The event was organised jointly by the Karnataka Rajya Raitha Sangha (KRRS), the Jana Sangram Parishath (JSP), the Grameena Krishi Cooli Karmikara Sanghatane, the Bharat Gyan Vigyan Samiti, the Hyderabad Karnataka Raitha Sangha, the State Bt Cotton Eradication Committee and other organisations.

 “If we look around with sensitivity, we find an invisible imperialist war being waged on the working class. Unlike the wars in the past, this war is invisible. Imperialist forces have turned our food and water into poison. Our soil and seed are being killed. The farmers who have grown crops with the seeds provided by corporate companies are getting killed. It is a war being waged by imperialist forces on the common people. In the pre-Independence era, only one company plundered us. Now, hundreds of foreign companies are looting us,” he said.

Bt cotton

Mr. Mahadeva focussed on Bt cotton crop destroyed by pink bollworm pest attack in Raichur and other districts despite the claims of Bt cotton seed producers that they resistant to pests.

 “Bt cotton cultivation is proving to be fatal for farmers. Impact of Bt cotton is similar to that of an explosion of nuclear bomb. The Bt cotton fields are being destroyed by the pest forcing the farmers to prepare a noose from the same cotton fibre that they are growing,” he said.

Mr. Mahadeva criticised successive Indian governments for serving their imperialist masters by formulating pro-corporate and anti-farmer agrarian policies.

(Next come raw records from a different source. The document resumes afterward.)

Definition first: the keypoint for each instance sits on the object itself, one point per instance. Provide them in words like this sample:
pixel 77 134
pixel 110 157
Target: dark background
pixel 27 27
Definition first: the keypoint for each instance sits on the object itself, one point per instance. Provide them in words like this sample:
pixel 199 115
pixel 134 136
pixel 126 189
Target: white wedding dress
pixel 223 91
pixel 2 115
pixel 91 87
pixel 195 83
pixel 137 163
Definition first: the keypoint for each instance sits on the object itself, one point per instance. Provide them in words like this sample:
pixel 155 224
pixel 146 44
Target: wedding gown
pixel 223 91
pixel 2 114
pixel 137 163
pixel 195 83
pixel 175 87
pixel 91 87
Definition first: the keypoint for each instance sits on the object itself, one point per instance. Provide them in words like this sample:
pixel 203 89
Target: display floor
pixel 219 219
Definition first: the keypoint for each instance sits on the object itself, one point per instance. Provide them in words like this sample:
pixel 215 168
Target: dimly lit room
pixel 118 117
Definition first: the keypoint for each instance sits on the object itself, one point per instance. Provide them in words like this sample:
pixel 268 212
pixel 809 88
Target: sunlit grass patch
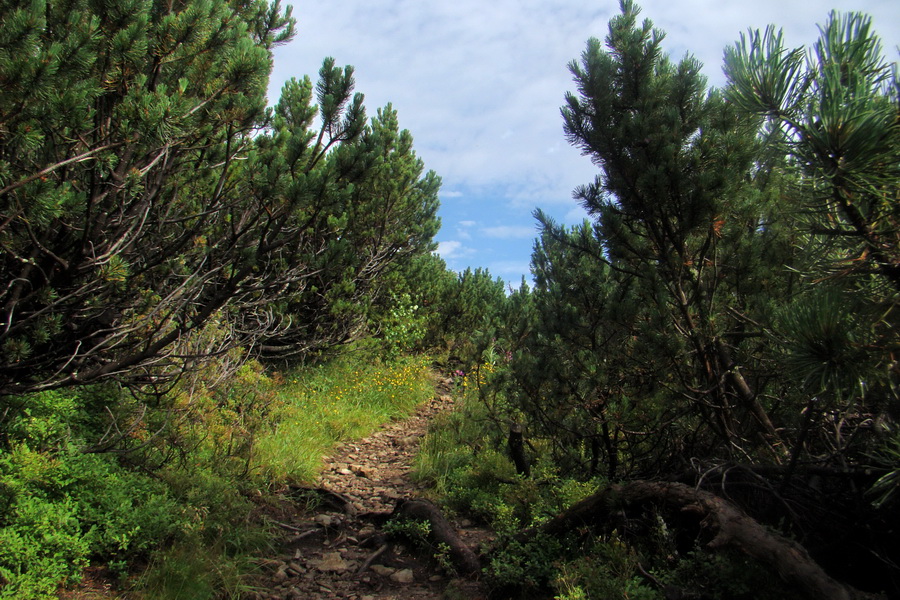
pixel 337 401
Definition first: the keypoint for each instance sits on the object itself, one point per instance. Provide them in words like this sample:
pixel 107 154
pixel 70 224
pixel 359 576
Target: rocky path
pixel 330 544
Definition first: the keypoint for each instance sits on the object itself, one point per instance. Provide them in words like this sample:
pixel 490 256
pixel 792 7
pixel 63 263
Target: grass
pixel 182 506
pixel 345 399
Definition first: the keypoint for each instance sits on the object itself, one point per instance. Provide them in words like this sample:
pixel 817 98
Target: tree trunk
pixel 730 526
pixel 464 559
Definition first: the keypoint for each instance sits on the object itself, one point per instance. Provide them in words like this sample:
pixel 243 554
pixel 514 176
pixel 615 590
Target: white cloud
pixel 506 232
pixel 480 84
pixel 453 249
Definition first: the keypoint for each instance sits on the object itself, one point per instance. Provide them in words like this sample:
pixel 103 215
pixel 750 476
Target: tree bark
pixel 462 556
pixel 729 525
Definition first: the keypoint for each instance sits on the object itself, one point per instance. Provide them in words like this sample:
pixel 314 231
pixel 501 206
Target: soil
pixel 327 539
pixel 330 543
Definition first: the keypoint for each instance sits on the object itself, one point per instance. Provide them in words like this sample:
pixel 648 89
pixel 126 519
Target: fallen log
pixel 728 525
pixel 442 532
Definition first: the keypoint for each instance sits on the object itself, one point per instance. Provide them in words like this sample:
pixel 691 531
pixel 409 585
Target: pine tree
pixel 675 205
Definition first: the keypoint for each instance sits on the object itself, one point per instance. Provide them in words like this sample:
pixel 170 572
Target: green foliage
pixel 61 506
pixel 335 401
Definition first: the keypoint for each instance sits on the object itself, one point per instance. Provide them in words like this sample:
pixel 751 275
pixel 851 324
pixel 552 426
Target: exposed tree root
pixel 464 559
pixel 728 525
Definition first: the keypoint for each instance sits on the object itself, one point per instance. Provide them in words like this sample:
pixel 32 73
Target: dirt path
pixel 334 549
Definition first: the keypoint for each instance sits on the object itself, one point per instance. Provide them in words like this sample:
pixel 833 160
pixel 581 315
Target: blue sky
pixel 479 85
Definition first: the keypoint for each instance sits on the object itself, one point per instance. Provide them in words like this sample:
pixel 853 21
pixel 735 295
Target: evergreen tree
pixel 676 207
pixel 146 193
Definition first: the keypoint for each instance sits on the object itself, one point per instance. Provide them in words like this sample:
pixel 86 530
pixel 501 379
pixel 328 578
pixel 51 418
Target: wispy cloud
pixel 479 85
pixel 453 249
pixel 507 232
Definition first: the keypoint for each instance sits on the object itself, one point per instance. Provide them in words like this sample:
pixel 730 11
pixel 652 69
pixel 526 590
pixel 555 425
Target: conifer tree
pixel 147 194
pixel 674 206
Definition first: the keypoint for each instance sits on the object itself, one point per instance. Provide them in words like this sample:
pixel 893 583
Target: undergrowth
pixel 161 489
pixel 465 458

 “As many as 38 countries in the world have banned Bt cotton cultivation. But India didn’t do it. For multinational corporations, India, and its people, have become a laboratory for their research,” he said.

Mr. Mahadeva called upon the people to wean away from corporate-driven agriculture and gradually move towards sustainable natural farming. “We need to be more sensitive and get united for a larger fight for protecting Indian agriculture from corporate onslaught,” he said.

Pay compensation

Chamarasa Malipatil, State president of KRRS, demanded that the government hold Bt cotton seed companies responsible for crop destruction in the pest attack and compel them to pay compensation to affected farmers.

“The seed producing companies had claimed that Bt cotton crop was resistant to pink bollworm pest. However, the very same pest has destroyed the crop in the State. The government should hold the seed producers responsible and force them to pay compensation,” he said. He also demanded disbursement of relief to all drought-hit farmers both in rain-fed and irrigated areas and farm loan waiver.

The conference was presided over by Raghavendra Kushtagi, State working president of Jana Sangram Parishath. Amaranna Gudihal, Bandeppa Gowda, Lakshman Gowda, Mahadevi, Yatiraj, Venkatesh Patil Watagal and Eeranna Bengali were present.